Но что-то произошло. Когда бездна почти залечила раны, найдя достаточное количество жизней, запертых в одном месте, некто вырвался за ее пределы, унеся с собой частицу той мерцающей неопределенности, из которой вся бездна и состоит. Странно, но часть неопределенности оказалась облечена в форму безобидной книги – несколько десятков страниц, заполненных неровным почерком. Отчего так – не ведаю. Знаю только, что после на Город пал кокон, остановивший время. Болото же колыхнулось в поисках пути и сознанием Хозяина выбрало дорогу поиска, на которой пригодился я, потому что умею искать и забирать жизни.
Такая в общих чертах история, и что-то мне подсказывает, что если я и ошибся, то лишь в малозначимых деталях.
Почему я постоянно вставляю такие разные слова: бездна, мерцающие огни, неопределенность и даже болото? Ведь оно не похоже ни на одну виденную топь, трясину, вязь, мшаник, багнюку, как ты его ни назови. Просто затягивает не хуже, да и огни над поверхностью… Словом, есть что-то общее. Посему болото.
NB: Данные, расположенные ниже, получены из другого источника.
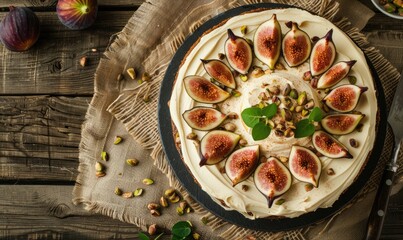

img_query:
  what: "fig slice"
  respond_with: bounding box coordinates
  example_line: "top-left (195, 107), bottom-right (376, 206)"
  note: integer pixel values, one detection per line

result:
top-left (201, 59), bottom-right (236, 89)
top-left (309, 29), bottom-right (336, 76)
top-left (317, 60), bottom-right (357, 89)
top-left (182, 107), bottom-right (227, 131)
top-left (224, 29), bottom-right (253, 74)
top-left (253, 14), bottom-right (281, 70)
top-left (320, 113), bottom-right (365, 135)
top-left (312, 130), bottom-right (353, 158)
top-left (282, 22), bottom-right (312, 67)
top-left (225, 145), bottom-right (259, 186)
top-left (200, 130), bottom-right (241, 166)
top-left (289, 146), bottom-right (322, 187)
top-left (322, 84), bottom-right (368, 113)
top-left (183, 75), bottom-right (231, 103)
top-left (253, 157), bottom-right (292, 208)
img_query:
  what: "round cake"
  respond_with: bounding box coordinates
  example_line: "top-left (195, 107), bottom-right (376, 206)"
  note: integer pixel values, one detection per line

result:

Как описать то, что описать невозможно?
У него нет формы и понимаемого размера.
Как оно выглядит? Я парил над ним и в нем столетия, но не знаю, что сказать.
Странно, правда?
Если долго вглядываться, можно сойти с ума. Если долго размышлять об этом – тоже. Я, мы все рехнулись бы бесповоротно, но проклятый мизерикорд в черепе, в том, что когда-то было черепом, выключает нас каждый миг. Мы не успеваем лишиться ума.
Все видели свет.
Когда горит костер, когда солнце поднимается над восточным горизонтом, когда щелкает выключатель самосветящейся свечи в стеклянном колпаке. У света всегда есть источник, он разгоняет тьму. Когда есть свет, темнота прячется в облике теней. Темнота – это очевидное отсутствие света.
Теперь представьте бесконечный источник тьмы. Он светит тьмой, излучает ее, и страшно подумать, как выглядит тень, когда на пути излучения тьмы оказывается препятствие.
И вновь – смешно.
Ведь тень – это я.
Наверное, одна из возможных теней тьмы.
Но, позвольте, есть возражение. Тьма – это ничто. И это возражение по сути. Бездна и есть ничто. Идеальное несуществование. Без формы, без размера, без мысли. Оно умеет только идти к цели, сметая все на своем пути, потому как что сумеет остановить тьму, которая знает только цель? Наверное, лишь сила, способная одним махом потушить столько звезд, что хватит на добрую треть небосвода. Или зажечь.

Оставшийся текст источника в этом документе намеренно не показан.